You keep a tally at your desk at work and find that you pull between 60 and 120 strands of your own hair a day. At that rate, plus assuming k is a constant meant to account for all the times you pull inadvertently as soon as you walk out the door of your office, your rate of pulling falls between 250-300 hairs per day. If you started pulling at 11 years old, at that rate, and you had around one-hundred thousand hairs when you turned eleven, when would you be bald? Or rather, when would you have enough noticeable hair loss to feel you’d truly ruined your life? On the other hand, if hair grows one half-inch per month, that would be roughly 1.6% of an inch each day, and if only 40% of your hair follicles are irreparably damaged (just a haphazard guess), you will be able to enjoy a full head of hair in… ten years? Twenty? You can hardly control yourself for a single hour, much less a full day.

BFRBs are not fatal, they are only the teetering first domino in a cascade of self-destructive behavior.

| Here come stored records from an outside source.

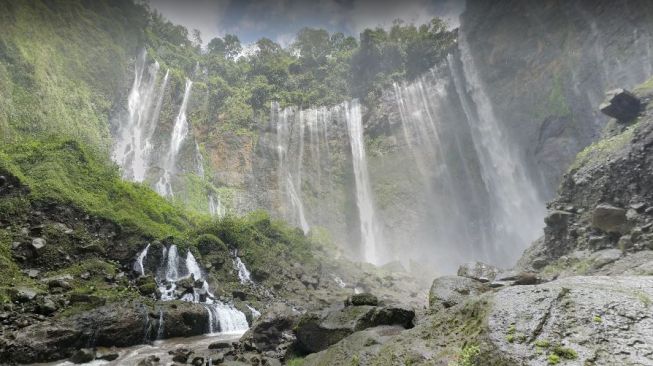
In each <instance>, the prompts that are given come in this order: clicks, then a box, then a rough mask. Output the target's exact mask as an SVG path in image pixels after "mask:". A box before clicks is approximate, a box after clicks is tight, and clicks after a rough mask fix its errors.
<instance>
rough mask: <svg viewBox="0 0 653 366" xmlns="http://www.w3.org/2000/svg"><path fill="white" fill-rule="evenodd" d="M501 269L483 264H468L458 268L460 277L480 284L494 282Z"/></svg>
mask: <svg viewBox="0 0 653 366" xmlns="http://www.w3.org/2000/svg"><path fill="white" fill-rule="evenodd" d="M497 273H499V268H497V267H494V266H491V265H489V264H485V263H481V262H468V263H465V264H463V265H461V266H460V267H458V273H457V274H458V276H460V277H467V278H471V279H473V280H476V281H480V282H490V281H493V280H494V279H495V278H496V276H497Z"/></svg>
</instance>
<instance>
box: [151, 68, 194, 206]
mask: <svg viewBox="0 0 653 366" xmlns="http://www.w3.org/2000/svg"><path fill="white" fill-rule="evenodd" d="M192 87H193V82H192V81H191V80H189V79H186V87H185V89H184V97H183V99H182V102H181V107H180V108H179V113H178V114H177V118H176V119H175V123H174V126H173V128H172V134H171V135H170V146H169V147H168V153H167V154H166V156H165V158H164V160H163V167H162V168H163V174H162V175H161V177H160V178H159V181H158V182H157V183H156V185H155V189H156V191H157V192H158V193H159V194H160V195H162V196H167V197H172V196H174V192H173V190H172V182H171V176H172V175H173V174H175V173H176V170H177V167H176V164H177V158H178V156H179V152H180V150H181V147H182V144H183V142H184V141H185V140H186V137H187V135H188V119H187V117H186V109H187V108H188V99H189V98H190V92H191V89H192Z"/></svg>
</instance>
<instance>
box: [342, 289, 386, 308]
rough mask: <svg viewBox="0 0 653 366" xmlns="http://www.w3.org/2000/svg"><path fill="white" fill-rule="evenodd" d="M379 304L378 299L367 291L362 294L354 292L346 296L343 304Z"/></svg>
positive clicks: (375, 305)
mask: <svg viewBox="0 0 653 366" xmlns="http://www.w3.org/2000/svg"><path fill="white" fill-rule="evenodd" d="M378 304H379V299H378V298H377V297H376V296H374V295H373V294H370V293H368V292H364V293H362V294H354V295H351V296H350V297H348V298H347V299H346V300H345V306H362V305H369V306H377V305H378Z"/></svg>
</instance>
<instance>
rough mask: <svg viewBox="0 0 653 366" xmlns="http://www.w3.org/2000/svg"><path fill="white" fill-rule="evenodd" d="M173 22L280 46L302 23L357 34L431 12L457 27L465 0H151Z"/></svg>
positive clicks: (331, 29) (155, 8)
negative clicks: (401, 20)
mask: <svg viewBox="0 0 653 366" xmlns="http://www.w3.org/2000/svg"><path fill="white" fill-rule="evenodd" d="M149 2H150V6H151V7H153V8H154V9H157V10H158V11H159V12H161V13H162V14H163V15H164V16H165V17H166V18H168V19H169V20H170V21H172V22H173V23H177V24H181V25H183V26H185V27H186V28H188V29H189V30H192V29H199V30H200V32H201V34H202V39H203V41H204V43H205V44H206V43H208V41H209V40H211V39H212V38H213V37H216V36H223V35H224V34H226V33H232V34H235V35H237V36H238V37H239V38H240V39H241V41H242V42H243V43H251V42H255V41H256V40H258V39H259V38H261V37H268V38H270V39H272V40H274V41H276V42H279V43H281V44H282V45H287V44H288V43H289V42H291V41H292V38H293V35H294V34H295V33H296V32H297V31H298V30H299V29H301V28H303V27H319V28H325V29H328V30H329V31H332V32H333V31H340V32H344V33H347V34H351V35H358V33H360V31H361V30H363V29H365V28H369V27H375V26H378V25H381V26H388V25H390V24H391V23H392V21H393V20H394V19H397V18H400V19H403V20H405V21H407V22H414V23H424V22H427V21H429V20H430V19H431V18H432V17H433V16H440V17H443V18H445V19H446V20H447V21H448V22H449V23H450V24H451V25H452V26H454V27H455V26H457V21H458V14H459V13H460V12H461V11H462V9H463V8H464V1H462V0H312V1H309V0H185V1H180V0H149Z"/></svg>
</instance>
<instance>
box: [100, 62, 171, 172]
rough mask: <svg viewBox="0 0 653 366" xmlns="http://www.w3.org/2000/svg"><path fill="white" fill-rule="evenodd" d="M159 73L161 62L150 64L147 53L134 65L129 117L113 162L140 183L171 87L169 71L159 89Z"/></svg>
mask: <svg viewBox="0 0 653 366" xmlns="http://www.w3.org/2000/svg"><path fill="white" fill-rule="evenodd" d="M158 71H159V63H158V62H154V63H152V64H150V65H147V53H146V52H145V50H143V51H142V52H141V54H140V56H139V57H138V58H137V60H136V62H135V65H134V83H133V85H132V88H131V91H130V92H129V97H128V102H127V109H128V114H127V116H126V118H122V119H120V121H119V122H120V124H119V126H118V129H117V134H116V140H115V144H114V149H113V153H112V158H113V160H114V161H115V162H116V163H118V165H120V166H121V167H122V175H123V177H124V178H126V179H131V180H134V181H136V182H142V181H143V180H144V179H145V176H146V173H147V170H148V168H149V155H150V152H151V150H152V145H151V142H150V140H151V138H152V134H153V133H154V130H155V128H156V126H157V123H158V120H159V115H160V113H161V107H162V105H163V95H164V93H165V90H166V87H167V85H168V75H169V72H167V71H166V74H165V76H164V77H163V80H162V81H161V82H160V83H159V88H158V89H157V82H158V81H159V80H158ZM157 96H158V98H157ZM155 101H156V103H155Z"/></svg>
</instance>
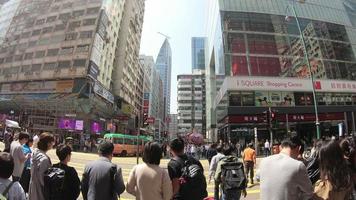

Shame and guilt are methodologically two different concepts, and yet they both feel the same, like a punch in the gut. I’ve swept so many fragments of hair off my clothes and out of my bed that I’ve wanted to die. One disparate hair is the epitome of insignificance, but in numbers, they collect, entwined, inside each other until they’ve amassed like a tumbleweed, one that lives in the pit of your stomach and fills you with dread and hopelessness whenever someone mentions how beautiful you used to look. In some cases, the anxiety in your intestine is sufficient on its own to drive you into a cave, never to be heard from again.

Other times, that prickling sensation in your abdomen is actually a bezoar, and before you know it you’re reading a news article about a girl whose organs stopped functioning because of one of those.

Most BFRBs are not fatal, until they are.